P2P has a bright future, insists Dianrong founder, as he plans IPO within two years
Soul Htite says despite a spate of recent high-profile scandals, the sector is weeding out the weak operators
Soul Htite, the founder and chief executive of China’s peer-to-peer lending platform Dianrong.com, is looking to list the startup within two years.
But he is also warning that more platforms in the fledgling sector are expected to collapse in the near future.
Founded in 2012 by Htite and former lawyer Kevin Guo Yuhang, Dianrong landed China’s largest P2P fundraising deal to date in August last year — US$207 million in a series-C round from investors including Standard Chartered.
The ambitious Htite, who was also the co-founder of the world’s largest online lender Lending Club, is still in two minds about where to launch the listing.
“In New York you get a very good valuation,” he says, before adding , “but the story of Dianrong is China, so it might be better to list in Hong Kong.”
Analysts estimate the company could realistically raise between US$300 and US$500 million, based on the valuation of Yirendai’s flotation, which became China’s first New York listed P2P last year.
Dianrong is now the country’s third ranked P2P company, according to a report by online lending portal Wangdaizhijia and consulting firm Yingcan, behind Yirendai and China Ping An Group’s platform, Lufax.

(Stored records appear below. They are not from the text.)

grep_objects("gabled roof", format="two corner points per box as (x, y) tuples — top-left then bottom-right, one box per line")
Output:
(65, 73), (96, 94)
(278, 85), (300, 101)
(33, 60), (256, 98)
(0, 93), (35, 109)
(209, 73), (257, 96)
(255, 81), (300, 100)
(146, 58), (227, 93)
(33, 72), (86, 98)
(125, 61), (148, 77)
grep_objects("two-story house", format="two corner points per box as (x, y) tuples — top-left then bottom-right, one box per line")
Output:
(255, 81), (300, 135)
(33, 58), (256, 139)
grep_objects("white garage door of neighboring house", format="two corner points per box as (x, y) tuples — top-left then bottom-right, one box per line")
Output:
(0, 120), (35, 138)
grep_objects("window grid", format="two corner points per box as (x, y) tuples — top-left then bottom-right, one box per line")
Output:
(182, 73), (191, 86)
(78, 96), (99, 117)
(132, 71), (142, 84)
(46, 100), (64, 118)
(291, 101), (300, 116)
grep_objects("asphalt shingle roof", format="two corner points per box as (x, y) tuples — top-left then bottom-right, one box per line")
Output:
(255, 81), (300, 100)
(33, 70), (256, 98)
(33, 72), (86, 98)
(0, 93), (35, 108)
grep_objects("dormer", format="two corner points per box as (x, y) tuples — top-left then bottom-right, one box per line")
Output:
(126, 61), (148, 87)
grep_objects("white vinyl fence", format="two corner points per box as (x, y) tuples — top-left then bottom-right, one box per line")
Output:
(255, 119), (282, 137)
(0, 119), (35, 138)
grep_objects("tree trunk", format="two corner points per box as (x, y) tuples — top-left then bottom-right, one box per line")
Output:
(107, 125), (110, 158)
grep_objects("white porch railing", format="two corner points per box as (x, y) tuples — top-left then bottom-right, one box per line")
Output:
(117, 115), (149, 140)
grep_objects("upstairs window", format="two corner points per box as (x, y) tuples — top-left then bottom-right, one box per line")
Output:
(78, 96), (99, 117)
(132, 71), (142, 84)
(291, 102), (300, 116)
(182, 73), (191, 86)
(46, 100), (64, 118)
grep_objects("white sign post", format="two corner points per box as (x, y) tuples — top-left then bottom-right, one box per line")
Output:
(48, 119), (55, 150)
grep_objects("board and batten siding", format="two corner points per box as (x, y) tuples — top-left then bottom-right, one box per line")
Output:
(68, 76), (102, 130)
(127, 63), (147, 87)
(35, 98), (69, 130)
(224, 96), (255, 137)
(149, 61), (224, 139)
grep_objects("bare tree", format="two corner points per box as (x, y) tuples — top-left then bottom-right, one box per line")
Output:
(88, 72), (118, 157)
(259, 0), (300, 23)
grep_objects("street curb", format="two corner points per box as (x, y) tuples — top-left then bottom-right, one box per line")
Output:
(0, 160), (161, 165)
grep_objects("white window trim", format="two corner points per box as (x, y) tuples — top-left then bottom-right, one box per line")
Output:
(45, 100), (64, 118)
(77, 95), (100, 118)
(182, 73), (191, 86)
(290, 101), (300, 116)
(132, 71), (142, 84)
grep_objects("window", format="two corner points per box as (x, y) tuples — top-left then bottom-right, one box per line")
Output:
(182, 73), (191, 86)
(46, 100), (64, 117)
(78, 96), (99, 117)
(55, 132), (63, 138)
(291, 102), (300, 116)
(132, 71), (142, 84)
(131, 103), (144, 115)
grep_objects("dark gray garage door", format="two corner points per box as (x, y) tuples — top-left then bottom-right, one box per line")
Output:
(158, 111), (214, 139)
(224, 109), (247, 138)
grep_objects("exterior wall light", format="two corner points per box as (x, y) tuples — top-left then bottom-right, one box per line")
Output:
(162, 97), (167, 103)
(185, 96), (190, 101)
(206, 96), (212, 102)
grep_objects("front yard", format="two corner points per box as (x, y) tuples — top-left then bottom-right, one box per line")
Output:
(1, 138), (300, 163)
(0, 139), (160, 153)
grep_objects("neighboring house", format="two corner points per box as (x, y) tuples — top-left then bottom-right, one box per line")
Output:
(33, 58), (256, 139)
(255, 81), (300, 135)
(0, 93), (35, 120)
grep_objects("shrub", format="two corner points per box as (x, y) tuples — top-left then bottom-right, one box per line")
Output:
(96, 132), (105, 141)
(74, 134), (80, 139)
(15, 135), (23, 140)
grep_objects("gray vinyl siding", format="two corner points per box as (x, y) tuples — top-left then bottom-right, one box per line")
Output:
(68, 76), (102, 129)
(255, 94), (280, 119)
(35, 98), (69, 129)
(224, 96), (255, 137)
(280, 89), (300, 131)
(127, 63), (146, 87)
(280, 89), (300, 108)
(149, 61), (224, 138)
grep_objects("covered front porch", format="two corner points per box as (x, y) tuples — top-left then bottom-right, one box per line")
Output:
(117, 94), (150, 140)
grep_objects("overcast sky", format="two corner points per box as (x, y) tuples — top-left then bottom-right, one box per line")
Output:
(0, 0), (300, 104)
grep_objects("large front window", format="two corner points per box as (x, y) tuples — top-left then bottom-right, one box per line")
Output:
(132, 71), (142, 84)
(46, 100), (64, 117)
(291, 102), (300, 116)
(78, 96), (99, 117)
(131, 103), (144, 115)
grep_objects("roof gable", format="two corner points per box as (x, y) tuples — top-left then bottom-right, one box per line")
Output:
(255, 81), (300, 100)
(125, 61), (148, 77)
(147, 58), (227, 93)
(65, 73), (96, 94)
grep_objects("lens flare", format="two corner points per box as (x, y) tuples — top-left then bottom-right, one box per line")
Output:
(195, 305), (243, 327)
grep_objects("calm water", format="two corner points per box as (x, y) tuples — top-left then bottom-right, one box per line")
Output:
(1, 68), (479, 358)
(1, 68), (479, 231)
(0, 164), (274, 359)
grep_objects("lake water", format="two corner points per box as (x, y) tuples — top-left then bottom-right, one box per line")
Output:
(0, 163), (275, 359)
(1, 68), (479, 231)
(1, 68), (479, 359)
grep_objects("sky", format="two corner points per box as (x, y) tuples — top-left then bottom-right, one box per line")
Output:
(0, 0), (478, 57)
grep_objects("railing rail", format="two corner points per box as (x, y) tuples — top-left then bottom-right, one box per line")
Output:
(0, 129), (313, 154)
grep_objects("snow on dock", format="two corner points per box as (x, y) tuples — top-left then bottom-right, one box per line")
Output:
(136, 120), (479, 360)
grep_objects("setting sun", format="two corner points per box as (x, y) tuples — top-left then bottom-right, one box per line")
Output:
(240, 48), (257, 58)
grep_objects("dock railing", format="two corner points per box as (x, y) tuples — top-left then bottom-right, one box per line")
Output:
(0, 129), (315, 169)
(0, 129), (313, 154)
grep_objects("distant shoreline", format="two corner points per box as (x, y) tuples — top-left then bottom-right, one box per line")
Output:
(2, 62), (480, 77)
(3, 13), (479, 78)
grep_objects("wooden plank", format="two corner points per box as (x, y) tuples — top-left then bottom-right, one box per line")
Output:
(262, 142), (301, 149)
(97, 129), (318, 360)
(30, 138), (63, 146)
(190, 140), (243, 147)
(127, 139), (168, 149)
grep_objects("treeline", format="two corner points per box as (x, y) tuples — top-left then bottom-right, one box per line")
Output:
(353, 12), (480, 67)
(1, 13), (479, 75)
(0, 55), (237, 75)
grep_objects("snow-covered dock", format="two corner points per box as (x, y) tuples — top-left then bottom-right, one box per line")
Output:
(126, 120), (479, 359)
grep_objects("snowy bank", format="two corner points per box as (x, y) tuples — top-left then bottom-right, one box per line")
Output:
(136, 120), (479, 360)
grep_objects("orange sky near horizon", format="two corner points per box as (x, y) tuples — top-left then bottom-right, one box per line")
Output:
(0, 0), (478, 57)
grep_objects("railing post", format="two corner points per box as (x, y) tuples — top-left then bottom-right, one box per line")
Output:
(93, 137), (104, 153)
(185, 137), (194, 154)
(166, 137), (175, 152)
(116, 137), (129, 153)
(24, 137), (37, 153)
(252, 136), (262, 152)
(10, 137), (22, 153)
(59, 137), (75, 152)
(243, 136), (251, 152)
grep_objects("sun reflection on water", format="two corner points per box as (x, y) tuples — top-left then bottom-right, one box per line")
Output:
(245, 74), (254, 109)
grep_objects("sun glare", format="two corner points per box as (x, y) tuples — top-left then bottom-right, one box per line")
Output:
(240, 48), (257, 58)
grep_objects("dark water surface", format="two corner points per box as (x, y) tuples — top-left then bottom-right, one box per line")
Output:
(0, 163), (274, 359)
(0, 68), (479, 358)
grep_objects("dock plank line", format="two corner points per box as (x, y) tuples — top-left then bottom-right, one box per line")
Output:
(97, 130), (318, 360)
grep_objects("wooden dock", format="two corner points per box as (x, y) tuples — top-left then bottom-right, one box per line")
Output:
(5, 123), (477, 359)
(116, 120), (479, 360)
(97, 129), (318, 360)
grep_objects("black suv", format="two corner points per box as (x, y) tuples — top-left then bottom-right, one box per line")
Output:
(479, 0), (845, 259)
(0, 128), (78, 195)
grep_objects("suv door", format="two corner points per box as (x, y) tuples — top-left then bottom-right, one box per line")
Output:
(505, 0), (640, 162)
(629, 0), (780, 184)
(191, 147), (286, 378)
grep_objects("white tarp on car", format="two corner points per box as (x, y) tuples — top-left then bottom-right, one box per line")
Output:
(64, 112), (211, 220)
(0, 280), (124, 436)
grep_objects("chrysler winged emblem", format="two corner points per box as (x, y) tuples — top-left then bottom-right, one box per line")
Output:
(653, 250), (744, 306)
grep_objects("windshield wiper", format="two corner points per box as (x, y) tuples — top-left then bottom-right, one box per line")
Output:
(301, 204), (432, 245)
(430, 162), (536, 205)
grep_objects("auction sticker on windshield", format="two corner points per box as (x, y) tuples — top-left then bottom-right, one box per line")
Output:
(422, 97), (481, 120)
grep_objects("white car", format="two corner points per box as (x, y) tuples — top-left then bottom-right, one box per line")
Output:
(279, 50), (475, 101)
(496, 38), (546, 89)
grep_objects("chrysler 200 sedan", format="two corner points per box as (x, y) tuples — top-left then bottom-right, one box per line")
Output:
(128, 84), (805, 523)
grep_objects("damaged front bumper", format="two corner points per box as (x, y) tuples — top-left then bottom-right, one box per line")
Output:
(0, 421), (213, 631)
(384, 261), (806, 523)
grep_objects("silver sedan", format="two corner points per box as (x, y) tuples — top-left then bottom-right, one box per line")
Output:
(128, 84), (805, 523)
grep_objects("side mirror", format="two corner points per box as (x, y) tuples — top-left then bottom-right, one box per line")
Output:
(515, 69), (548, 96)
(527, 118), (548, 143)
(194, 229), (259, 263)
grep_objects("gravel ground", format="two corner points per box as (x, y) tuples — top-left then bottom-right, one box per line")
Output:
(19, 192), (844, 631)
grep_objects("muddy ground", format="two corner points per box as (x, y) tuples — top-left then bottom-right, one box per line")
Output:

The business has three million lenders, of which 500,000 are active, and Htite expects total lender numbers to grow to 10 million in the next two years.
But it’s a sensitive time to be looking for financial backers.
The P2P sector has been rocked by scandal in recent months, which has done nothing to grow people’s faith in the newly emerging internet finance industry.
In December, another of the mainland’s biggest P2P platforms, Ezubao, was found to have defrauded 900,000 investors out of more than 50 billion yuan by offering high interest rates which it was unable to pay.
While the US-based Lending Club has been forced to cut its workforce after seeing its shares crash 41 per cent down since May, after it after it found an employee had sold more than US$20 million worth of loans that did not meet buyers’ requirements.
In an effort to calm nerves, Dianrong ran a high-profile promotional campaign across mainland cities last month, with advertisements at bus stations and on office buildings proclaiming genuine P2P lenders never touch their capital and never runaway.
“I don’t want the story of China’s baby formula producers to be repeated by P2P firms,” Htite said, referring to the series of food safety crimes involving domestically produced dairy products.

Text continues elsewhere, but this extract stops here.